Parkinson's disease

Kevin - Interview 16

Age at interview: 58
Age at diagnosis: 56

Brief outline: Kevin was diagnosed 2 years ago. Although he still experiences stiffness, particularly in his shoulder and neck, most of his symptoms were managed well by Ropinirole but it caused nausea and has os now on Rogitotine 4mg vvpatches.

Background: Married, adult children Network IT consultant (now home-based).

Audio & video

Two years ago, Kevin was on holiday abroad when a medical student suggested to him that he might have the early stages of Parkinson’s. On returning home, a neurologist confirmed his diagnosis. For quite a while, he found it hard to believe that he had Parkinson’s.


At the time he was experiencing slowness and stiffness in his joints. His handwriting was affected and he had problems sleeping. He started taking Pramipexole but this made him feel sick, so he changed to Ropinirole. Many of his symptoms disappeared and he started to question if he really did have Parkinson’s. After a period of changing medication and stopping medication, he began to accept that he did have Parkinson’s because his symptoms returned.


Now he takes Ropinirole and recently an anti-depressant, which helps to take away a fuzzy head that he has at times. Apart from the stiffness, his main problem now is extreme tiredness, which affects him shortly after he takes his medication, three times a day.


Kevin is an IT consultant and has continued to work full time. He was finding the customer facing aspect of his job difficult and he told his boss the difficulties he was experiencing. His company has been very supportive and he now is able to do the majority of his job from home. 

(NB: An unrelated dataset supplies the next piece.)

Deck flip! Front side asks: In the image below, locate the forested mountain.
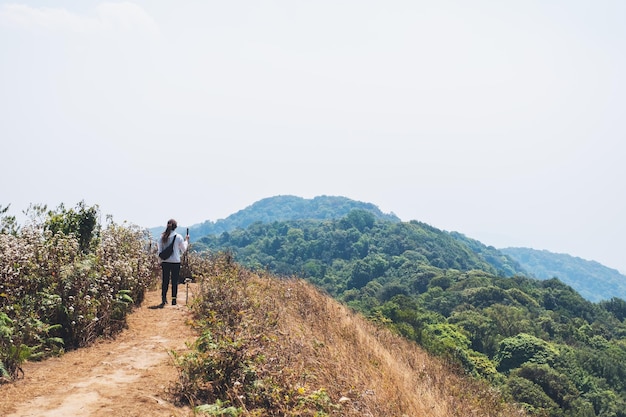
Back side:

He went to his local support group and was surprised at how useful he found it. Apart from meeting others that he can discuss similar problems with, Kevin finds it very useful to have guest speakers talking on different subjects related to Parkinson’s. He recommends others join a support group. 


Kevin tries to be as active as possible. He exercises at the gym two to three times a week, which helps to relieve the stiffness and makes him feel much better. He tries to fight his symptoms rather than let them take over, by taking regular exercise, biking, walking and swimming.


He notices that stress makes his symptoms worse and when he is on holiday relaxing, his symptoms improve. He thinks it is important to stay positive and live life as normally as possible.